Angesichts von Neuvermietungspreisen von bis zu 25,17 Euro pro Quadratmeter nettokalt, die der ADO-Geschäftsbericht 2018 für Friedrichshain-Kreuzberg vermeldete, stellt der geplante Berliner Mietendeckel, der im Frühjahr vom Abgeordnetenhaus verabschiedet werden soll, eine ernsthafte Bedrohung des Geschäftsmodells dar. Um fast ein Drittel schmierte der Aktienkurs in der Folge des im Juni beschlossenen Eckpunktepapiers des Senats zum Gesetzesvorhaben ab.

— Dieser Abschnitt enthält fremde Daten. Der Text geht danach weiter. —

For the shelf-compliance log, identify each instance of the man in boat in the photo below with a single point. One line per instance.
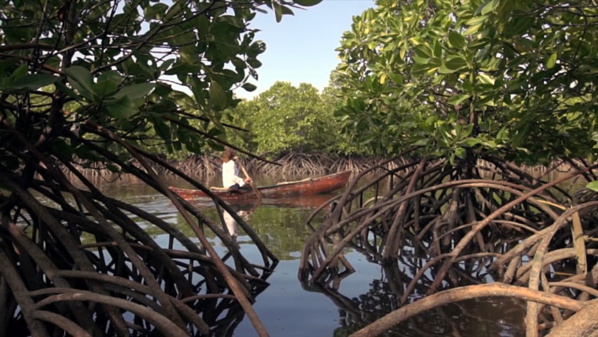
(230, 172)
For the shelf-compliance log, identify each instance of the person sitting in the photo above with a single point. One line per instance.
(230, 172)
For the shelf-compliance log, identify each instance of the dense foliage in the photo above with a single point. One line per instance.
(127, 67)
(102, 82)
(288, 119)
(511, 78)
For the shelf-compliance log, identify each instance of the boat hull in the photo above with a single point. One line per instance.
(305, 187)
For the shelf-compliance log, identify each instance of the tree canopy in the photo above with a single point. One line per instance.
(102, 82)
(512, 78)
(286, 119)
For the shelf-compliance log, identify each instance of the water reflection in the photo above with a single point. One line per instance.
(289, 308)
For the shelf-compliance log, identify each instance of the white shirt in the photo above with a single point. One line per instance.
(230, 174)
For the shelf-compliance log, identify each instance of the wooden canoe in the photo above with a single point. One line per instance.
(305, 187)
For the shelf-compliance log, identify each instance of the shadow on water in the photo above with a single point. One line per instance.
(289, 308)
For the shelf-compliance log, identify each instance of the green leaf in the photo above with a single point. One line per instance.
(81, 80)
(458, 99)
(307, 3)
(456, 40)
(456, 63)
(489, 6)
(277, 11)
(217, 96)
(249, 87)
(20, 71)
(593, 185)
(551, 61)
(471, 142)
(135, 92)
(121, 108)
(35, 81)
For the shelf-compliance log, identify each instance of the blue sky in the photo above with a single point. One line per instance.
(300, 48)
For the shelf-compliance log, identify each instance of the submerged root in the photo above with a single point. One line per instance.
(76, 262)
(467, 226)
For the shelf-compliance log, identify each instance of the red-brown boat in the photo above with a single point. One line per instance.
(305, 187)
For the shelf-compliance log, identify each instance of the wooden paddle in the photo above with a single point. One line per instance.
(251, 183)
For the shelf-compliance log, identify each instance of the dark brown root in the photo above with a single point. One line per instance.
(468, 225)
(76, 262)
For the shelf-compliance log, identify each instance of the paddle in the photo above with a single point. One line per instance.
(251, 183)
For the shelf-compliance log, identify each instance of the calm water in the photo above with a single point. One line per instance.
(287, 309)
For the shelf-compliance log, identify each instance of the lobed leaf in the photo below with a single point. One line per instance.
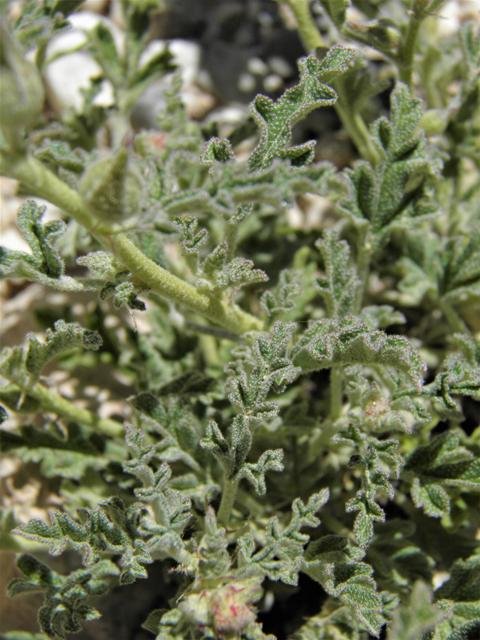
(442, 464)
(339, 285)
(276, 119)
(348, 341)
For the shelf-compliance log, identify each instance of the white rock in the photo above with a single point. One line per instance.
(185, 54)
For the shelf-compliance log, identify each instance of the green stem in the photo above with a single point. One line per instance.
(406, 50)
(306, 25)
(353, 122)
(228, 499)
(53, 403)
(456, 324)
(336, 391)
(364, 256)
(149, 275)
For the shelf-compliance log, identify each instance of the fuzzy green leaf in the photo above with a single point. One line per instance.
(397, 191)
(441, 464)
(40, 237)
(353, 585)
(172, 418)
(64, 337)
(375, 457)
(412, 620)
(67, 599)
(281, 298)
(276, 119)
(110, 528)
(64, 453)
(217, 150)
(280, 557)
(337, 10)
(270, 460)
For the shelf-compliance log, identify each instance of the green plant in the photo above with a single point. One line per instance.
(275, 429)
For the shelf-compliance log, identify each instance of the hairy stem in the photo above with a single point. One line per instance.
(149, 275)
(51, 402)
(353, 122)
(364, 257)
(407, 49)
(228, 499)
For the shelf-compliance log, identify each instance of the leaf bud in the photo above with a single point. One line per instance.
(21, 85)
(112, 187)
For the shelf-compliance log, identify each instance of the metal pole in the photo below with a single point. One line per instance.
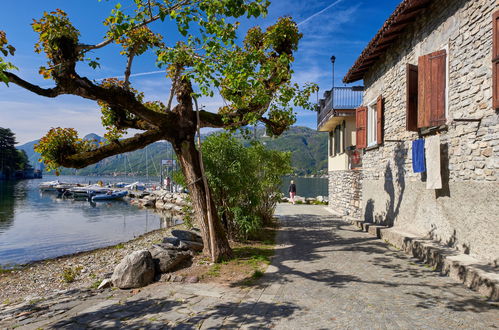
(333, 59)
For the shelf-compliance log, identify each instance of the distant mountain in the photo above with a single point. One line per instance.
(308, 147)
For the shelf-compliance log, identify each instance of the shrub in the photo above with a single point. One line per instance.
(245, 182)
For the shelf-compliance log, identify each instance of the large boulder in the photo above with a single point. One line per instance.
(166, 259)
(186, 235)
(191, 245)
(134, 271)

Von über 49 Euro kurz zuvor auf unter 35 Euro bis zum vergangenen Wochenende.
»Man könnte durchaus vermuten, dass die Diversifizierung mit dem geplanten Mietendeckel zusammenhängt«, sagt Reiner Wild, Geschäftsführer des Berliner Mietervereins, zu »nd«. Die Hoffnung, dass sich an der Geschäftspolitik des Unternehmens viel ändert, hegt er nicht. »Wir haben durchaus recht viel Ärger mit ADO Properties«, erklärt er. »Die lassen bei mietrechtlichen Auseinandersetzungen kaum mit sich reden«, so der Mietervertreter.
Für die Aktie ging es am Montag weiter nach unten - um fast fünf Euro bis zum frühen Nachmittag. Das ist eine finanzmarkttechnische Reaktion. Denn die 0,4164 ADO-Aktien, die die Anleger für je ein Adler-Papier erhalten, werden durch eine Kapitalerhöhung geschaffen. Institutionelle Anleger, die über die Hälfte der Anteile halten, haben bereits ihre Zustimmung erteilt.
Die geplante Transaktion ist überraschend, denn ursprünglich wollte Adler Real Estate seinerseits ADO Properties übernehmen und hatte im letzten Quartalsbericht einen erwarteten Abschluss für diesen Dezember angekündigt.
Adler bringt neben dem Namen etwas über 57 000 Wohnungen in das fusionierte Unternehmen ein, die allerdings oft in Regionen mit wirtschaftlichen Problemen liegen, wie im Ruhrgebiet mit Schwerpunkt Duisburg (knapp 5000 Wohnungen) oder im niedersächsischen Wilhelmshaven (fast 7000 Wohnungen). Neben 1700 Wohneinheiten in Berlin gehören Adler in der Region über 1800 Wohnungen in Cottbus. Für ein Bauprojekt mit bis zu 2000 Wohnungen in der Nähe des künftigen Flughafens BER hat das Unternehmen Grundstücke erworben.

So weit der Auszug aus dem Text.